Number of input channels. Typically 3 for RGB images.
num_out_ch
int
default:"3"
Number of output channels. Typically 3 for RGB images.
num_feat
int
default:"64"
Number of feature channels in intermediate layers. Higher values increase model capacity but also computational cost.
num_conv
int
default:"16"
Number of convolutional layers in the body network. More layers allow the model to learn more complex patterns.
upscale
int
default:"4"
Upsampling factor for super-resolution. Common values are 2, 4, or 8.
act_type
str
default:"prelu"
Activation function type.
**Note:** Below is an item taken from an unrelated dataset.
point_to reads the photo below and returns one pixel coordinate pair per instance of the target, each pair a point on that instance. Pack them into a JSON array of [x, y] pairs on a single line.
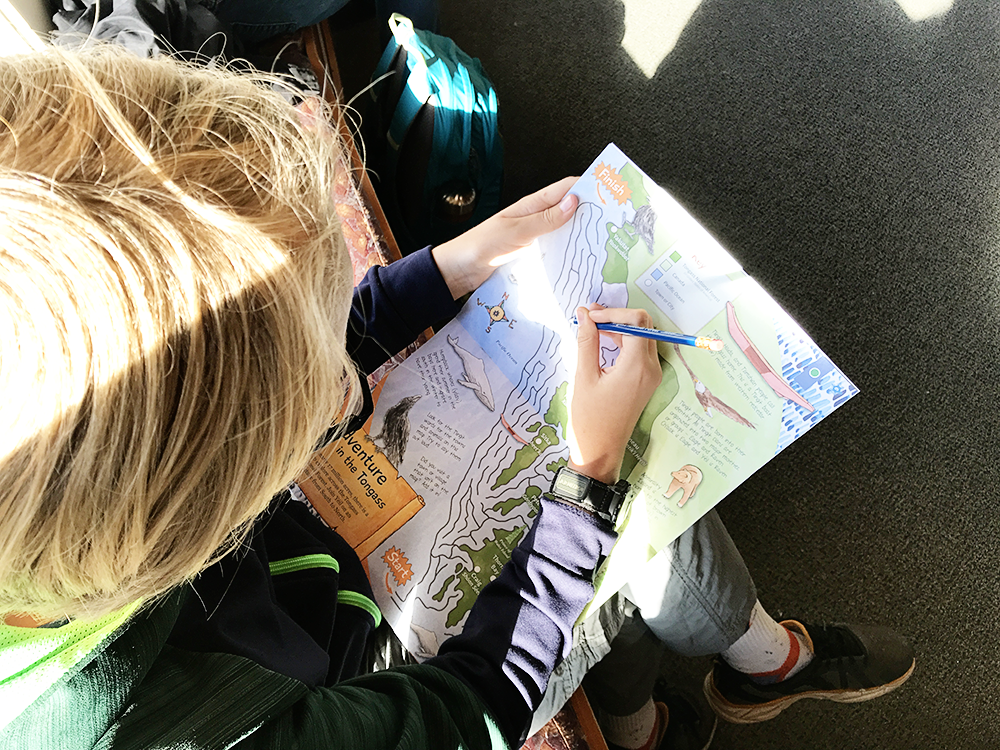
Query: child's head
[[174, 289]]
Options:
  • 'relu': ReLU activation
  • 'prelu': Parametric ReLU (default, learns activation parameters)
  • 'leakyrelu': Leaky ReLU with negative slope of 0.1

Architecture Details

The network consists of:
  1. Initial convolution: 3×3 conv layer that expands input channels to num_feat channels
  2. Body network: num_conv layers of 3×3 convolutions with activation functions
  3. Final convolution: Maps features to output space (channels = num_out_ch × upscale²)
  4. Pixel shuffle upsampler: Rearranges feature maps to produce high-resolution output
  5. Residual connection: Adds nearest-neighbor upsampled input to the network output
The network learns residual information rather than the full high-resolution image, which helps with training stability and performance.

Model Configurations

realesr-animevideov3 (XS size)

model = SRVGGNetCompact(
    num_in_ch=3,
    num_out_ch=3,
    num_feat=64,
    num_conv=16,  # Compact configuration
    upscale=4,
    act_type='prelu'
)
Optimized for anime video upscaling with minimal parameters.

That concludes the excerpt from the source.